Write Your Thoughts Down
Never speak at a memorial service unprepared. You may feel you know what to say, but when the time comes, you could be overcome with emotion or grief that you will forget. funeral program template is given.
Take some time and organize your thoughts. Talk to family members about their favorite times with their loved one. Look at old photos, videos or letters for inspiration. Then write from your heart in funeral programs.
Talk about your childhood with him or her and your favorite memories, jokes that were told and places you attended together. Make drafts and put final thoughts on note or index cards that you can easily keep in your pocket or purse. They will come in handy and help you with your speech.
Practice, Practice, Practice
Whether it’s in front of a mirror or with your best friend, practice what you are going to say.
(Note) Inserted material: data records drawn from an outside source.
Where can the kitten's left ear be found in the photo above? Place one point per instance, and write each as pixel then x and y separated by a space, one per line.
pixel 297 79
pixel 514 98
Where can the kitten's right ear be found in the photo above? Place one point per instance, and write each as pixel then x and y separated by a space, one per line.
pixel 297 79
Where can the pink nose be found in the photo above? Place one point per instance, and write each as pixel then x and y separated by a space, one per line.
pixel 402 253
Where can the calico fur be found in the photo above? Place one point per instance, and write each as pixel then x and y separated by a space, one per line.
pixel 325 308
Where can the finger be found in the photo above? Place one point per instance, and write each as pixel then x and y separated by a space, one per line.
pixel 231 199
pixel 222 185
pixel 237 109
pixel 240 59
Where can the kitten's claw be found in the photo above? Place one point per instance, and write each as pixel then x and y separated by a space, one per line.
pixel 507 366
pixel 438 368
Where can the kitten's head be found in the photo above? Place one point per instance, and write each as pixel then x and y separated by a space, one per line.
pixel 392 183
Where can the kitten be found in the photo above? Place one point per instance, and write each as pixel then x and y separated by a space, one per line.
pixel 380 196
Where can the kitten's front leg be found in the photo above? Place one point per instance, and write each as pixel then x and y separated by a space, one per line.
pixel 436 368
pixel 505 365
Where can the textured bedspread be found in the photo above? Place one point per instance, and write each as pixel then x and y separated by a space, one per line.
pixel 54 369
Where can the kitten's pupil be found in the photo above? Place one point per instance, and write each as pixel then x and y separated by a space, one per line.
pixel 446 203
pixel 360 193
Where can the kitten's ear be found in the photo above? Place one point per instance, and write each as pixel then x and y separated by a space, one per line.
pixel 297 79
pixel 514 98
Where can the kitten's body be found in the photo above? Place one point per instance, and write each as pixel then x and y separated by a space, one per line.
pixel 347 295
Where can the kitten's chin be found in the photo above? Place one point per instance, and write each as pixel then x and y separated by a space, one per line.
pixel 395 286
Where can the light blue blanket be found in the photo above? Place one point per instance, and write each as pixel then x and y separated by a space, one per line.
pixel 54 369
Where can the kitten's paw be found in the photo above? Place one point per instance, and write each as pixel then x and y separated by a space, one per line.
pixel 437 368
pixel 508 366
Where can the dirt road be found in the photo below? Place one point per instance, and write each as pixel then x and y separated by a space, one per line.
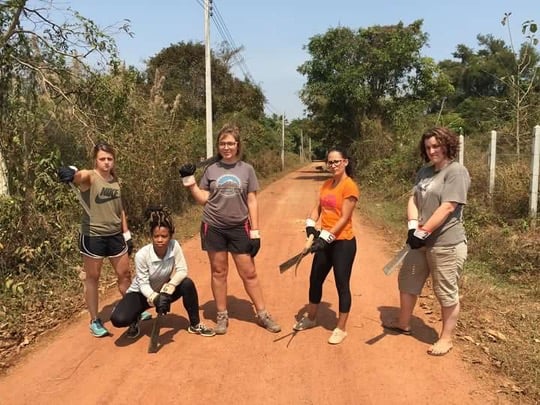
pixel 249 365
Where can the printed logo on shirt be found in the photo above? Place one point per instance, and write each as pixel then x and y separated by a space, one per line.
pixel 107 194
pixel 228 185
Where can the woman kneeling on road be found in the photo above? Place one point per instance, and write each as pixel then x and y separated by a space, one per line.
pixel 161 278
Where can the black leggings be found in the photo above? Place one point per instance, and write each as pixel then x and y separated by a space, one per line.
pixel 339 255
pixel 133 304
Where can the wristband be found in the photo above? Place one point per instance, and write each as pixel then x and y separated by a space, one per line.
pixel 188 181
pixel 327 236
pixel 422 233
pixel 151 299
pixel 168 288
pixel 412 223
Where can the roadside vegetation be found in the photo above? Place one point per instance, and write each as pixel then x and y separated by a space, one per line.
pixel 63 89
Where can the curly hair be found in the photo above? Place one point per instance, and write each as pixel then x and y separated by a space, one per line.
pixel 447 138
pixel 159 216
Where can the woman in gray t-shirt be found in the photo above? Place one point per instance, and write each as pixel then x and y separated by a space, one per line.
pixel 436 234
pixel 230 224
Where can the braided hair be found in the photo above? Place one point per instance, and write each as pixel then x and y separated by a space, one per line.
pixel 159 216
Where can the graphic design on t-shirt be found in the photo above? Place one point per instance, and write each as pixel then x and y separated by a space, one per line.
pixel 424 185
pixel 107 194
pixel 228 185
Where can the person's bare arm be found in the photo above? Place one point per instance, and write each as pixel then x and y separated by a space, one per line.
pixel 200 195
pixel 253 207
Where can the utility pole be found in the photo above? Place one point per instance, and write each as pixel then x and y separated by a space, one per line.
pixel 208 78
pixel 301 146
pixel 283 142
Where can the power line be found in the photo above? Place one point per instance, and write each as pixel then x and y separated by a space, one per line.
pixel 230 45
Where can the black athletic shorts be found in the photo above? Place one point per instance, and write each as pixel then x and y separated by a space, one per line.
pixel 234 239
pixel 99 247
Videotape or record yourself so you can hear what you sound like and how you look. Make sure to stand up straight and look at your audience. If this is what makes you nervous, pick a spot or two in the room and keep those as your focal points.
Use Visual Aids
This may sound like something you would use while giving a speech in English class, but visual aids do help. Books, photographs or even a favorite baseball cap are good visual props and give you something to talk about. Remember, your speech will inspire others to talk about the deceased person too.
Poems and Prayers
You can also read a few funeral program poems or recite a some of the deceased person’s favorite prayers or quotes during your memorial speech. While this ceremony is a celebration of life, it is also a time to say good-bye.
Reading and hearing inspirational words can help not only you but those in attendance with their grief journeys. If you like, you can make copies of these poems and hand them out at the service as keepsakes.
A Final Note
Many times, you will have more than a few days to work on your memorial speech, so you will know what to say at the memorial service when the time comes. It’s best to just be yourself and not stray from your notes. After practicing a few times, you will know what to say, how to say it and feel comfortable saying it.